28 Avril, 23 heures. Nous voici à la gare de Calama.
Cette nuit, nous prenons l'un des rares trains de ce continent, celui
qui nous mène en Bolivie jusque la ville d'Uyuni.

A 23h03, les touristes les plus audacieux s'installent
dans l'un des trois wagons voyageurs. Aussitôt la meute suit. C'est
bien connu, les moines répondent comme l'abbé chante. Du coup, à 23h07,
tous les touristes sont déjà installés, entassés devrais-je dire, affalés
l'un sur l'autre, accrochés aux fenêtres et aux galeries métalliques
qui tiennent lieu de porte-bagages. Resté sur le quai j'observe le travail
de trois cheminots fort braillards qui accrochent à notre convoi un
quatrième wagon sorti tout droit des "Mystères de l'Ouest". C'est le
salon privé de James West et Artemus Gordon. Nous voyagerons donc en
toute sécurité. Martine respire. Le tren de la muerte , comme il est
parfois surnommé, ne démarre qu'à trois heures du matin. L'illogisme
du timing est déconcertant. Je fuis l'ambiance exagérément " routarde
" du wagon des moines qui whatwhatent dans un épouvantable vacarme.

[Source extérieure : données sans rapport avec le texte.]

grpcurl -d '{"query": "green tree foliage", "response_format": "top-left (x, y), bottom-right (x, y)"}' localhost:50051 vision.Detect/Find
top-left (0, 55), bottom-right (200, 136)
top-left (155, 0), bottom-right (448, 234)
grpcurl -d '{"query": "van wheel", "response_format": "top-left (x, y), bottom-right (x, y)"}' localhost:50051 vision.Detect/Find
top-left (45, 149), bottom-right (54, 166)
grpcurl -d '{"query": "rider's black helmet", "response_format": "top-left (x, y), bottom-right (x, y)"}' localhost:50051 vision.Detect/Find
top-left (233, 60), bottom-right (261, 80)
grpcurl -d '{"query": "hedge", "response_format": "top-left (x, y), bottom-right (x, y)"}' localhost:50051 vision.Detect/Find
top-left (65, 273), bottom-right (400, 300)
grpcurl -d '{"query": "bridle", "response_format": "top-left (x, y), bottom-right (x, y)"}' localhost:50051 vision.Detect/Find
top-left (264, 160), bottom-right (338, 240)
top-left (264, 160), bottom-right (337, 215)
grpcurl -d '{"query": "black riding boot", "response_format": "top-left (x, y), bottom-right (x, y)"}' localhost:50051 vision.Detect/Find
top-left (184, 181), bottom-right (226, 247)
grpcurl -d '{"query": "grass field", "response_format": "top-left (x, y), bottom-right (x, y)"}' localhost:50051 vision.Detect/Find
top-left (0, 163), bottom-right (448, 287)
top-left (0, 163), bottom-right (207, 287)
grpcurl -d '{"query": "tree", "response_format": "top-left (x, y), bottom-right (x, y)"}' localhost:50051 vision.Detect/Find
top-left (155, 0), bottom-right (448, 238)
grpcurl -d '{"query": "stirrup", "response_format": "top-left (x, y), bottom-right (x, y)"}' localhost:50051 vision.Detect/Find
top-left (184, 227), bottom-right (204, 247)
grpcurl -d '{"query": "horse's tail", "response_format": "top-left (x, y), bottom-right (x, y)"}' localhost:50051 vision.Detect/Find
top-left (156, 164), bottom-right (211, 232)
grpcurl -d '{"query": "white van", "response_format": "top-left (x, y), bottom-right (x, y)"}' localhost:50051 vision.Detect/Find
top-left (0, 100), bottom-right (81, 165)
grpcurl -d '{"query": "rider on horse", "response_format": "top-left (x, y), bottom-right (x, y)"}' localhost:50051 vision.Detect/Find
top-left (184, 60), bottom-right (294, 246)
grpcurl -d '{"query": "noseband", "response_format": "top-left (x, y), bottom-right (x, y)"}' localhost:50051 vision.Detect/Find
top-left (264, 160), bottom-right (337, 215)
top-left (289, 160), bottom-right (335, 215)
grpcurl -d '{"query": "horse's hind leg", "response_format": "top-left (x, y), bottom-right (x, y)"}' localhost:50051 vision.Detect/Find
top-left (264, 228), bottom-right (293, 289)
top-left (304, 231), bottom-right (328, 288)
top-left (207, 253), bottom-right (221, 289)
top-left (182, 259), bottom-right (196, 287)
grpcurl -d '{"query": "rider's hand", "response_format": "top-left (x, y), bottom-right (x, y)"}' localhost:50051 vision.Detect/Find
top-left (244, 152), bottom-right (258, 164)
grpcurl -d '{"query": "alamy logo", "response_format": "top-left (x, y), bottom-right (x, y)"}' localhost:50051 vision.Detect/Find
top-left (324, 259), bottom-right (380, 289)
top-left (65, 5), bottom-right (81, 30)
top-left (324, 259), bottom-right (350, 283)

Tout cela me hérisse le poil. Je me glisse discrètement sur une banquette
libre du deuxième wagon, derrière une bolivienne à la bouche en cerise,
à côté d'une famille déjà emmitouflée sous trois mètres cinquante de
couvertures. Je me construis là un nid plutôt confortable avec duvet
et laines polaires. Il le faut car la nuit s'annonce
très fraîche. Le train démarre enfin. On se réveille au petit matin,
dans l'air pur et altiplanique des Andes chiliennes. Martine me rejoint
pour admirer ce décor qui déborde de générosité. Le train se meut lentement
sur les champs de lave autrefois crachés par ces douzaines de volcans
enneigés, aujourd'hui en sommeil.

Mais voici Ollagüe, volcan actif au pied duquel se trouve
le hameau-frontière du même nom. Voilà plus de douze heures que nous
avons quitté Calama à 300 km de là. Nous descendons tous du train pour
obtenir notre tampon de sortie du Chili. Quatre heures plus tard, nous
sommes encore là, attendant la loco qui prend le relais côté bolivien.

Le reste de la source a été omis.